The government and more than a dozen states sued Apple earlier this year for maintaining an illegal monopoly in the smartphone market, ultimately driving up prices and locking consumers into its ecosystem. It pointed to five examples of its alleged anticompetitive conduct, including degrading message quality between iPhones and Android phones and limiting third-party smartwatch functionality with the iPhone.
Apple has argued the case against it is overly speculative and amounts to a “judicial redesign” of the iPhone. It’s sought to downplay its own influence, saying the government doesn’t allege a large enough smartphone market share to add up to monopoly power. It characterizes the third-party developers who claim they’ve been harmed as “well-capitalized social media companies, big banks, and global gaming developers.”

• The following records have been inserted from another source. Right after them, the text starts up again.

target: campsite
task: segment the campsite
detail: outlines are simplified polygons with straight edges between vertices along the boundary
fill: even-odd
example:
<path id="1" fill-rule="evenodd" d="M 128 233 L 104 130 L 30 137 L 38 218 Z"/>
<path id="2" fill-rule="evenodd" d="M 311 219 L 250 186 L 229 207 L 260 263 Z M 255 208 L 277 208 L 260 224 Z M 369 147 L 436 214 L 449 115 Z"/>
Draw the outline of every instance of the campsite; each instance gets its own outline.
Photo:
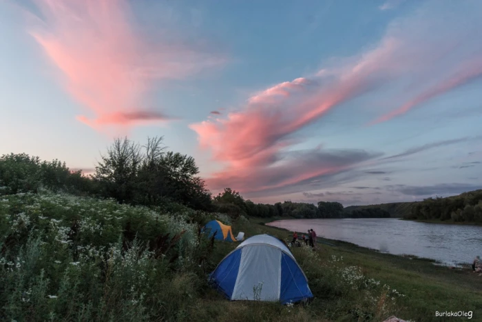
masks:
<path id="1" fill-rule="evenodd" d="M 0 322 L 482 322 L 482 0 L 0 0 Z"/>

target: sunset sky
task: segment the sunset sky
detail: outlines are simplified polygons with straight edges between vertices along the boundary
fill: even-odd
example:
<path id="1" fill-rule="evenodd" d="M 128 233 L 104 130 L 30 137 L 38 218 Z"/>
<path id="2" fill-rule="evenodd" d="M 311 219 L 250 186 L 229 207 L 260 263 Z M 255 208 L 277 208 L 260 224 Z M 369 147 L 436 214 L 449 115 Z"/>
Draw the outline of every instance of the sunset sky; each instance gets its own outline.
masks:
<path id="1" fill-rule="evenodd" d="M 1 0 L 0 154 L 165 136 L 255 202 L 482 188 L 479 0 Z"/>

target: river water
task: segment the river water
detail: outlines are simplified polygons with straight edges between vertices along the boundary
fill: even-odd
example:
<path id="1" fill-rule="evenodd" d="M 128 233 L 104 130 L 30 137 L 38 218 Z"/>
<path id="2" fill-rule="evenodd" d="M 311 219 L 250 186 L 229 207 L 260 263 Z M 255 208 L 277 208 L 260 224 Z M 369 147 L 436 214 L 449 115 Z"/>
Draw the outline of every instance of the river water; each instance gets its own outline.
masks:
<path id="1" fill-rule="evenodd" d="M 482 227 L 397 219 L 293 219 L 267 223 L 291 231 L 313 229 L 319 237 L 348 241 L 394 254 L 435 259 L 443 265 L 472 263 L 482 256 Z"/>

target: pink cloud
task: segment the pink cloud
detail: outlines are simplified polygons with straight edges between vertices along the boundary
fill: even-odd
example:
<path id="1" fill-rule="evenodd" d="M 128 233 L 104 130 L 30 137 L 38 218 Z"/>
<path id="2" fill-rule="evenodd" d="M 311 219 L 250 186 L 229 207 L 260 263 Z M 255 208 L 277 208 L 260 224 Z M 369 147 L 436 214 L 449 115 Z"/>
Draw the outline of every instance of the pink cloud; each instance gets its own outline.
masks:
<path id="1" fill-rule="evenodd" d="M 30 21 L 30 33 L 62 72 L 73 98 L 95 115 L 77 117 L 91 125 L 141 123 L 155 81 L 182 79 L 222 62 L 207 52 L 167 41 L 161 32 L 142 32 L 124 0 L 35 3 L 41 17 Z M 159 114 L 149 120 L 168 118 Z"/>
<path id="2" fill-rule="evenodd" d="M 386 76 L 379 72 L 399 68 L 391 67 L 387 59 L 398 46 L 396 41 L 386 39 L 348 66 L 280 83 L 250 97 L 238 112 L 190 125 L 200 146 L 227 167 L 207 179 L 209 187 L 218 189 L 230 184 L 241 191 L 263 191 L 344 171 L 349 168 L 347 164 L 351 166 L 350 162 L 339 165 L 322 159 L 310 165 L 295 160 L 283 163 L 282 154 L 299 143 L 291 134 L 335 106 L 383 83 Z M 289 174 L 284 180 L 275 180 L 283 177 L 283 173 Z M 272 181 L 277 182 L 270 183 Z"/>
<path id="3" fill-rule="evenodd" d="M 366 164 L 370 157 L 327 162 L 325 159 L 331 154 L 320 149 L 312 151 L 322 156 L 314 162 L 302 158 L 286 160 L 286 153 L 299 142 L 293 139 L 298 131 L 357 98 L 384 94 L 385 90 L 406 97 L 420 84 L 448 79 L 404 108 L 408 110 L 476 77 L 478 72 L 462 72 L 452 79 L 449 76 L 453 69 L 447 68 L 476 57 L 474 53 L 481 49 L 474 41 L 470 43 L 473 48 L 464 46 L 465 40 L 473 39 L 474 30 L 482 30 L 474 13 L 468 18 L 472 21 L 470 28 L 460 21 L 459 10 L 476 12 L 472 6 L 479 6 L 450 8 L 450 12 L 446 8 L 439 12 L 436 1 L 421 6 L 414 14 L 390 23 L 372 48 L 348 59 L 333 60 L 331 66 L 312 75 L 256 92 L 244 106 L 223 117 L 191 124 L 200 146 L 211 152 L 213 161 L 225 167 L 207 179 L 209 186 L 218 189 L 228 185 L 241 192 L 258 192 L 292 187 L 293 192 L 301 191 L 300 185 L 306 181 L 336 176 Z M 363 106 L 355 106 L 357 111 L 362 110 Z M 324 153 L 319 154 L 319 151 Z"/>
<path id="4" fill-rule="evenodd" d="M 482 59 L 473 63 L 464 63 L 461 66 L 458 72 L 451 77 L 443 79 L 434 86 L 427 88 L 414 99 L 408 101 L 397 110 L 380 117 L 370 124 L 377 124 L 389 121 L 397 116 L 403 115 L 412 108 L 420 105 L 426 101 L 438 96 L 458 88 L 482 77 Z"/>

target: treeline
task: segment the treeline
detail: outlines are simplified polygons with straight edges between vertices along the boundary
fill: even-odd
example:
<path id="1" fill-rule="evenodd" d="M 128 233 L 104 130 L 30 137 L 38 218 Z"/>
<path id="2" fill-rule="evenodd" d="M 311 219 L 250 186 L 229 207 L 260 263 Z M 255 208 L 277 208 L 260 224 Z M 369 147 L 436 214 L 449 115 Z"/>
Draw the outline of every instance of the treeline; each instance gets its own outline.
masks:
<path id="1" fill-rule="evenodd" d="M 36 192 L 41 187 L 76 194 L 113 198 L 120 203 L 160 205 L 178 203 L 214 210 L 211 194 L 197 174 L 191 157 L 166 151 L 163 137 L 140 145 L 117 139 L 101 155 L 95 174 L 71 171 L 58 160 L 41 161 L 25 154 L 0 157 L 0 195 Z"/>
<path id="2" fill-rule="evenodd" d="M 181 211 L 178 205 L 196 210 L 222 212 L 236 218 L 286 216 L 297 219 L 375 218 L 390 214 L 380 209 L 348 211 L 337 202 L 317 205 L 291 201 L 274 205 L 244 200 L 226 188 L 212 197 L 193 157 L 167 151 L 163 137 L 148 138 L 140 145 L 127 138 L 117 139 L 101 156 L 95 173 L 85 176 L 59 160 L 42 161 L 26 154 L 0 157 L 0 195 L 36 193 L 41 188 L 76 195 L 114 199 L 120 203 L 164 206 Z M 169 208 L 167 208 L 168 207 Z"/>
<path id="3" fill-rule="evenodd" d="M 317 205 L 291 201 L 278 202 L 274 205 L 255 203 L 251 200 L 245 201 L 239 192 L 231 188 L 224 189 L 213 200 L 220 212 L 227 212 L 235 217 L 237 214 L 243 214 L 262 218 L 281 216 L 296 219 L 390 217 L 388 212 L 377 208 L 347 211 L 338 202 L 319 201 Z"/>
<path id="4" fill-rule="evenodd" d="M 447 198 L 428 198 L 414 205 L 407 219 L 482 223 L 482 190 Z"/>

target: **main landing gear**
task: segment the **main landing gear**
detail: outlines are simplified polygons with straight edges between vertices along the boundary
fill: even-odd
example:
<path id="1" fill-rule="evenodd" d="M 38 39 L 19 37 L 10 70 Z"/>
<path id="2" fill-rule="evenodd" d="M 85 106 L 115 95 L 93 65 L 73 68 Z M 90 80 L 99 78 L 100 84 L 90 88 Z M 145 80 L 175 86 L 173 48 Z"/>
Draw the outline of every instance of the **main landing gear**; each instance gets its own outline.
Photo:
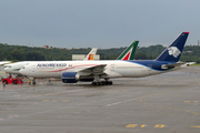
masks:
<path id="1" fill-rule="evenodd" d="M 91 84 L 92 85 L 112 85 L 112 81 L 101 81 L 101 82 L 93 81 Z"/>
<path id="2" fill-rule="evenodd" d="M 100 81 L 98 75 L 94 75 L 94 81 L 91 83 L 92 85 L 112 85 L 112 81 L 109 79 L 104 79 L 104 81 Z"/>
<path id="3" fill-rule="evenodd" d="M 32 79 L 32 84 L 36 85 L 36 79 L 34 78 Z"/>

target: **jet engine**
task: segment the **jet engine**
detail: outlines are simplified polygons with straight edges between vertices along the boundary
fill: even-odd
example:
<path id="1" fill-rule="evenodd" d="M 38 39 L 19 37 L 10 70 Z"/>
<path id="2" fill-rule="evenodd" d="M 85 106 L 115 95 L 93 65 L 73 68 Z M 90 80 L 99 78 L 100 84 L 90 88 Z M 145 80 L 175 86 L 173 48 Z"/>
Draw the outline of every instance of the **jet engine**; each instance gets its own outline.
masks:
<path id="1" fill-rule="evenodd" d="M 79 75 L 77 72 L 63 72 L 62 73 L 62 82 L 63 83 L 77 83 L 78 81 L 91 82 L 93 81 L 92 75 Z"/>

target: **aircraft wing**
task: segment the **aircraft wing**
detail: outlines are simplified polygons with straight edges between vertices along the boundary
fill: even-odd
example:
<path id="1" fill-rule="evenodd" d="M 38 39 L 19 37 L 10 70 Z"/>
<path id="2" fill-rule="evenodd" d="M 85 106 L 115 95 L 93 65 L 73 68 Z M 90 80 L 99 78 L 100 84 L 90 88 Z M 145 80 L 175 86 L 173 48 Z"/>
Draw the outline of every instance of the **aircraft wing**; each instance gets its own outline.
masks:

US District Court Judge Julien Xavier Neals will now have to decide whether the DOJ’s case against Apple can proceed to a trial in its current form, or whether some — or all — claims should be thrown out. He said he hopes to make that decision by January, according to Bloomberg.
The wildcard, of course, is that a new administration will soon take over, with President-elect Donald Trump’s DOJ continuing the case argued by the agency under President Joe Biden. But Trump and likely members of his administration have dubbed “Big Tech” a persistent enemy, and Trump’s DOJ brought suits against other tech companies in his first term — so Apple likely can’t count on a reprieve.